Hah. I know what you’re thinking: Flameeyes has disappeared! Yeah, I probably wish I was spending vacations in London or somewhere along those lines, but that’s not the case. Alas I’m doing double shifts lately, which is why Gentoo is taking mostly second place. But I shouldn’t complain, in this economy, having too much work is pretty rare.

Beside still operating the tinderbox I’ve decided to spend some time to update the init scripts that come with my packages. The new OpenRC init system has a much more extensive runscript shell that is used to execute the init scripts; this means that new init scripts can be written in a declarative way, that makes them shorter and more fool proof.

Indeed, for some init scripts – such as the new netatalk ones – the script boils down to setting the dependencies and declare which command to start and with which option. This is very good and nice.

I have to thank Samuli for the idea, as he went to update acpid’s init script with the new style, and so pushed me to look at other init scripts — in one case, it was because the package (haveged) was not working on one of my vservers, it seems like it was simply a transient problem, the latest version worked fine… and now has a new init script as well!

In some cases these updates also come with slight changes in behaviour, mostly in the case of ekeyd that is no longer setting sysctls for you (that’s why you got a sysctl.conf after all!), and in the case of quagga I ended up finally collapsing the two init scripts in a single one (before it was one for zebra and one for the rest, now it’s a single one symlinked for each service).

What is this reminding me, though, is the problem with init scripts that I have found with LXC before: a number of init scripts can’t be used on the host if you plan on using the same init script within a container: vtun, ulogd, autoconfig, wmacpimon, nagios, amphetadesk, vdr, portsentry and gnunetd use killall; drqsd, drqmd, ttyd, upsd and irda use non-properly-bound pkill, ncsa, npcd, btpd, nrpe, gift, amuled and amuleweb use non-properly-bound pgrep (and in the case of ncsa, npcd and nrpe, all of which seem to involve nagios, what it’s trying to do is a simple pkill).

Luckily it seems like there aren’t any more scripts installed in /etc/init.d that don’t use runscript, although I’m sure there are a few more that need work, if they are provided by upstream, as the Netatalk case shows us.

Oh well, more work to do then.

Comments 4
  1. Hi,Lucky I found this post, I did not know there are changes in init.d scripts…Where does it documented?
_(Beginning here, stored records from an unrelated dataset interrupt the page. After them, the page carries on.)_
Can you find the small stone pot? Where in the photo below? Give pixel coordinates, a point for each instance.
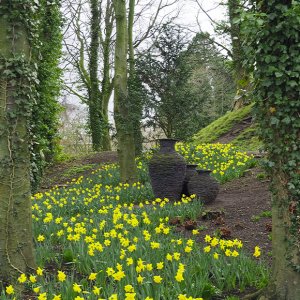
(167, 170)
(190, 172)
(204, 186)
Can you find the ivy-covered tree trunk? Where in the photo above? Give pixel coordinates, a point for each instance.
(95, 106)
(17, 82)
(125, 133)
(241, 76)
(45, 116)
(277, 76)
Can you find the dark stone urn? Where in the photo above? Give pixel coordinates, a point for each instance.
(190, 172)
(204, 186)
(167, 170)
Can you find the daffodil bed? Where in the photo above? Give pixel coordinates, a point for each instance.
(100, 239)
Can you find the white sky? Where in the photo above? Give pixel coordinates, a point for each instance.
(189, 16)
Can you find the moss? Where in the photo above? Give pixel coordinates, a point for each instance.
(73, 171)
(222, 125)
(248, 139)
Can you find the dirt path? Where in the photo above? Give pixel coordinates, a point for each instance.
(242, 210)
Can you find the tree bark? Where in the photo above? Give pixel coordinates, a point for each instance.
(136, 105)
(95, 113)
(16, 237)
(125, 133)
(240, 73)
(107, 85)
(277, 81)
Announced?I must say I don’t like this idea, for example if you have to implement your own start() the cgroup does not work.It should have been like portage, you have base_start() and start() calls base_start() and does some default processing, if you override start() you can always call base_start().Also, during migration it was unwise to do the cgroup (for example) in start() as current services do not get this feature.

  2. Honestly, the cgroup thing is something I wasn’t aware of until I updated to the (now retracted) 0.9.6 version, and I have yet to understand why this is done at all; sure it allows better setting of limits, but it should have been applied by runscript indiscriminately in my opinion, not limited to those using the default function…

  3. Yes, this exactly what I wrote in more words.It should be enforced regardless of init.d script implementation.I like the cgroup idea… first it allows you to kill all processes within a group… It also provides a way to implement “/etc/init.d/server pause/resume” and of course resource allocation…

  4. We’ll see where it goes. Honestly I’ve been out of gentoo-dev for a couple of weeks as I’m having some hardware problems, and I wasn’t really aware at all about this feature entering, at all. As I noted, there are more irking issues with the @/run@ migration, so that is likely to be delayed as well…On the other hand it would be a good idea to start moving more init scripts to use the shorter, declarative variant.. it takes very little indeed.